Statutes have frequently been upheld which require railroad companies at their own expense to destroy weeds and other forms of noxious vegetation growing along their right of way. Chicago, Terre Haute Southeastern Ry. Co. v. Anderson, 242 U.S. 283, 37 S. Ct. 124, 61 L. Ed. 302; Missouri, Kansas Texas Ry. Co. of Texas v. May, 194 U.S. 267, 24 S. Ct. 638, 48 L. Ed. 971; People v. Chicago, M. St. P. Ry. Co., 319 Ill. 241, 149 N.E. 778. In Horbach v. City of Omaha et al., 54 Neb. 83, 74 N.W. 434, at page 435, with reference to a statute charging to the owner the cost of filling lots to obviate nuisance conditions, the Nebraska court said: "The charge authorized by the section to defray the expense of draining, filling, or grading lots, the condition of which amounts to a nuisance, is not a tax or assessment at all, within the meaning of those terms as they are used in the constitution.

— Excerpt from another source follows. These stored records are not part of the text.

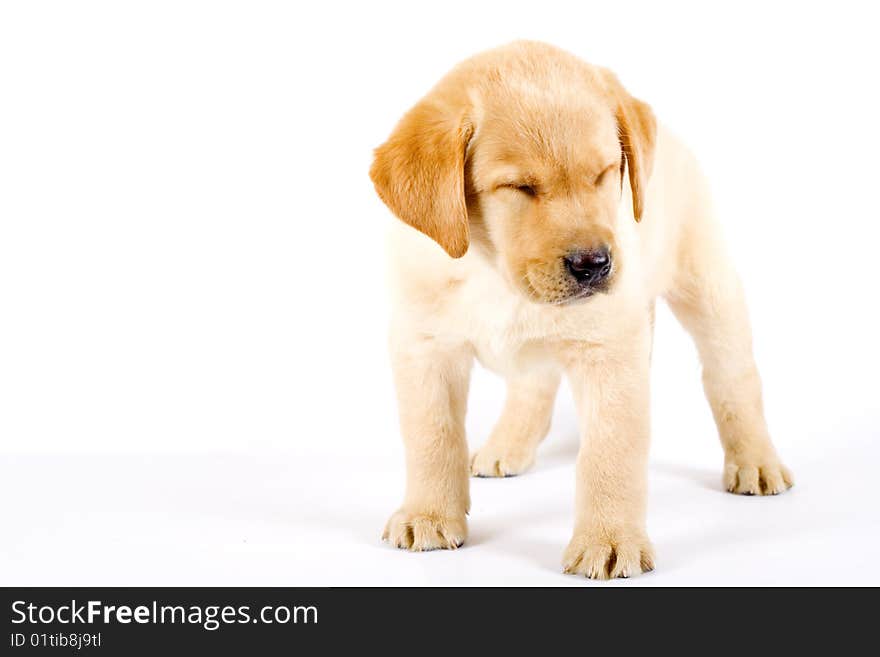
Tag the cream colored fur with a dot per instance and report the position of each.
(449, 311)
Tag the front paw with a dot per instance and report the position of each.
(501, 460)
(762, 476)
(601, 557)
(420, 532)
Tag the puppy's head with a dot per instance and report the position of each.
(522, 152)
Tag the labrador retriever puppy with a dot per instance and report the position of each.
(544, 210)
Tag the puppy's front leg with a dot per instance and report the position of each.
(432, 384)
(611, 384)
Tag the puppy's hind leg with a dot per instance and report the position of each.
(525, 421)
(708, 300)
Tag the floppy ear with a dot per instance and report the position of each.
(638, 134)
(419, 172)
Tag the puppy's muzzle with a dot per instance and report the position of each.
(589, 268)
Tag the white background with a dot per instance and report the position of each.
(193, 378)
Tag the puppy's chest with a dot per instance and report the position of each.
(510, 334)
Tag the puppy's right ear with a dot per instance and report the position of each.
(419, 172)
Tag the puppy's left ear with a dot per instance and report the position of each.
(419, 171)
(638, 136)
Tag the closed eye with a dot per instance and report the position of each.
(525, 188)
(602, 177)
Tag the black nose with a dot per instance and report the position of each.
(589, 267)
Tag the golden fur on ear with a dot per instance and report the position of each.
(638, 135)
(419, 172)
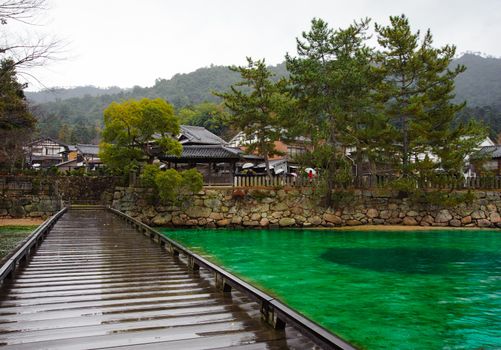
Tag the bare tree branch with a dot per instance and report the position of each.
(20, 10)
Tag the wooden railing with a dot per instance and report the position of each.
(20, 255)
(274, 181)
(372, 181)
(273, 311)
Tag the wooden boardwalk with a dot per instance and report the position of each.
(96, 282)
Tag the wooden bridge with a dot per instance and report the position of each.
(87, 279)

The abatement of nuisances, menacing the public health or safety, is the main purpose of the law, and its enactment was a warranted exercise of the police power of the state."
Public improvements that have no necessary relation to the police power of the state, and which can be undertaken independent of the existence of nuisance or near-nuisance conditions, such as, for example, a comprehensive system for the drainage of agricultural lands, are to be distinguished from what was sought to be accomplished by the statute in the instant case. Cases holding that such improvements can be paid for only out of public funds raised by the general tax or by a special assessment for benefit have no bearing here.
We conclude that the injunction asked by plaintiffs should be denied and their bill dismissed. It is so ordered.